I’m most keen to read Ultimatum Orangutan (that title!), but would gladly read any of the new-to-me titles. The shortlist will be announced in January 2022.
Do any of the nominees appeal to you?
I’m sneaking in under the wire here with a couple more reviews for the literature in translation week of Novellas in November. These both happen to be translated from the French, and attracted me for their medical themes: the one ponders the Ebola crisis in Africa, and the other presents a soldier who returns from war with disfiguring facial injuries.
In the Company of Men: The Ebola Tales by Véronique Tadjo (2017; 2021)
[Translated from the French by the author and John Cullen; Small Axes Press; 133 pages]
This creative and compassionate work takes on various personae to plot the course of the Ebola outbreak in West Africa in 2014–16: a doctor, a nurse, a morgue worker, bereaved family members and browbeaten survivors. The suffering is immense, and there are ironic situations that only compound the tragedy: the funeral of a traditional medicine woman became a super-spreader event; those who survive are shunned by their family members. Tadjo flows freely between all the first-person voices, even including non-human narrators such as baobab trees and the fruit bat in which the virus likely originated (then spreading to humans via the consumption of the so-called bush meat). Local legends and songs, along with a few of her own poems, also enter into the text.
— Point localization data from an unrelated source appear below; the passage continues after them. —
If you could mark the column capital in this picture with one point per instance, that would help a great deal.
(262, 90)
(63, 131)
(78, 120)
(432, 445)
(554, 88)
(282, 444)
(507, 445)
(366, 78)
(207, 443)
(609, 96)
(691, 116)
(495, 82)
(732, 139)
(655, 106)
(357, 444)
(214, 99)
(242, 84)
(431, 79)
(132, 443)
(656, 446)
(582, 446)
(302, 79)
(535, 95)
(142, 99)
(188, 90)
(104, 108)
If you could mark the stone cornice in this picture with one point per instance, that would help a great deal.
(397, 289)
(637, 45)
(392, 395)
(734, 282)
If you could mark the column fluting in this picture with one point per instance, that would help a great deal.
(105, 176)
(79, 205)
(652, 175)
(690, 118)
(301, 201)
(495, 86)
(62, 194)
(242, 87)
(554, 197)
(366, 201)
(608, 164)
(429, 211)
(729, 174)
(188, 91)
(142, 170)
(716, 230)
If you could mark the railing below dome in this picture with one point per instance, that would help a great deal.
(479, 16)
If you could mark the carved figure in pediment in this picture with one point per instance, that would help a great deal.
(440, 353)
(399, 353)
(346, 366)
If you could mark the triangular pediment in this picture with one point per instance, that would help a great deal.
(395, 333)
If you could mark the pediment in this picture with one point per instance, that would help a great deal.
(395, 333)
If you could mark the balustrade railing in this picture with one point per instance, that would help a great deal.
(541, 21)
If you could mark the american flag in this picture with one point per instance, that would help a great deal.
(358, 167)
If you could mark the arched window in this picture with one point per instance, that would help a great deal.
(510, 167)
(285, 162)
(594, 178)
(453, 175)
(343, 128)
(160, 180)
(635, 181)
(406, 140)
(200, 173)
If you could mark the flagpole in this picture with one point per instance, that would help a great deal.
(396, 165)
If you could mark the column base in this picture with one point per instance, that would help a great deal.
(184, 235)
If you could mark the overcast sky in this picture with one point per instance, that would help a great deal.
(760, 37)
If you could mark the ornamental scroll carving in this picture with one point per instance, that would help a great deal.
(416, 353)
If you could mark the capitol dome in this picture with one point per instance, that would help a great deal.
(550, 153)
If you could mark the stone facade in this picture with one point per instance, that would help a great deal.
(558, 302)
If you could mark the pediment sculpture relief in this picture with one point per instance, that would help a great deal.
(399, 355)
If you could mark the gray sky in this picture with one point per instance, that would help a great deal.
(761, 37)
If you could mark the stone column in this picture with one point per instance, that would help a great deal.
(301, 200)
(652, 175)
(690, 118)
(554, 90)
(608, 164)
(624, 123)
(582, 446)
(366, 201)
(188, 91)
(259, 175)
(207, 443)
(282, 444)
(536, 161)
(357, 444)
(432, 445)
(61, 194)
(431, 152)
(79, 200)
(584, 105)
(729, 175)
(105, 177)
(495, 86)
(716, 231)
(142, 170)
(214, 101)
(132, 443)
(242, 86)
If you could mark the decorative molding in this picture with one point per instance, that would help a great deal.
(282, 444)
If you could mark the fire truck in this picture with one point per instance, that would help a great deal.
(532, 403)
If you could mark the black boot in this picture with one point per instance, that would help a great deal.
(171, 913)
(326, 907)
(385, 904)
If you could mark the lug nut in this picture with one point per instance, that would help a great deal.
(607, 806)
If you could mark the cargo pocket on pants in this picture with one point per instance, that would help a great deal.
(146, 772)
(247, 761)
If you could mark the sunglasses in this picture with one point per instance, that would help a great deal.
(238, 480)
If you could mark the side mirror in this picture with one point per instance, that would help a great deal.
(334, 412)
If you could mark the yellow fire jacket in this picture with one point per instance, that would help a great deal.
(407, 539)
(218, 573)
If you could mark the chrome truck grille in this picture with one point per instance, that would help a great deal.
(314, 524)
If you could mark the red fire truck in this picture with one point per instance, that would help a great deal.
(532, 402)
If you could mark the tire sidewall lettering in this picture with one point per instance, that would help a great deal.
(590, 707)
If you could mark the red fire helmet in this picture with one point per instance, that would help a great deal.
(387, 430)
Like I said about The Appointment, this would make a really interesting play because it is so voice-driven and each character epitomizes a different facet of a collective experience. Of course, I couldn’t help but think of the parallels with Covid – “you have to keep your distance from other people, stay at home, and wash your hands with disinfectant before entering a public space” – none of which could have been in the author’s mind when this was first composed. Let’s hope we’ll soon be able to join in cries similar to “It’s over! It’s over! … Death has brushed past us, but we have survived! Bye-bye, Ebola!” (Secondhand purchase)
Winter Flowers by Angélique Villeneuve (2014; 2021)
[Translated from the French by Adriana Hunter; 172 pages]
With Remembrance Day not long past, it’s been the perfect time to read this story of a family reunited at the close of the First World War. Jeanne Caillet makes paper flowers to adorn ladies’ hats – pinpricks of colour to brighten up harsh winters. Since her husband Toussaint left for the war, it’s been her and their daughter Léonie in their little Paris room. Luckily, Jeanne’s best friend Sidonie, an older seamstress, lives just across the hall. When Toussaint returns in October 1918, it isn’t the rapturous homecoming they expected. He’s been in the facial injuries department at the Val-de-Grâce military hospital, and wrote to Jeanne, “I want you not to come.” He wears a white mask over his face, hasn’t regained the power of speech, and isn’t ready for his wife to see his new appearance. Their journey back to each other is at the heart of the novella, the first of Villeneuve’s works to appear in English.
I loved the chapters that zero in on Jeanne’s handiwork and on Toussaint’s injury and recovery (Lindsey Fitzharris, author of The Butchering Art, is currently writing a book on early plastic surgery; I’ve heard it also plays a major role in Louisa Young’s My Dear, I Wanted to Tell You – both nominated for the Wellcome Book Prize), and the two gorgeous “Word is…” litanies – one pictured below – but found the book as a whole somewhat meandering and quiet. If you’re keen on the time period and have enjoyed novels like Birdsong and The Winter Soldier, it would be a safe bet. (Cathy’s reviewed this one, too.)
With thanks to Peirene Press for the free copy for review.
(In a nice connection with a previous week’s buddy read, Villeneuve’s most recent novel is about Helen Keller’s mother and is called La Belle Lumière (“The Beautiful Light”). I hope it will also be made available in English translation.)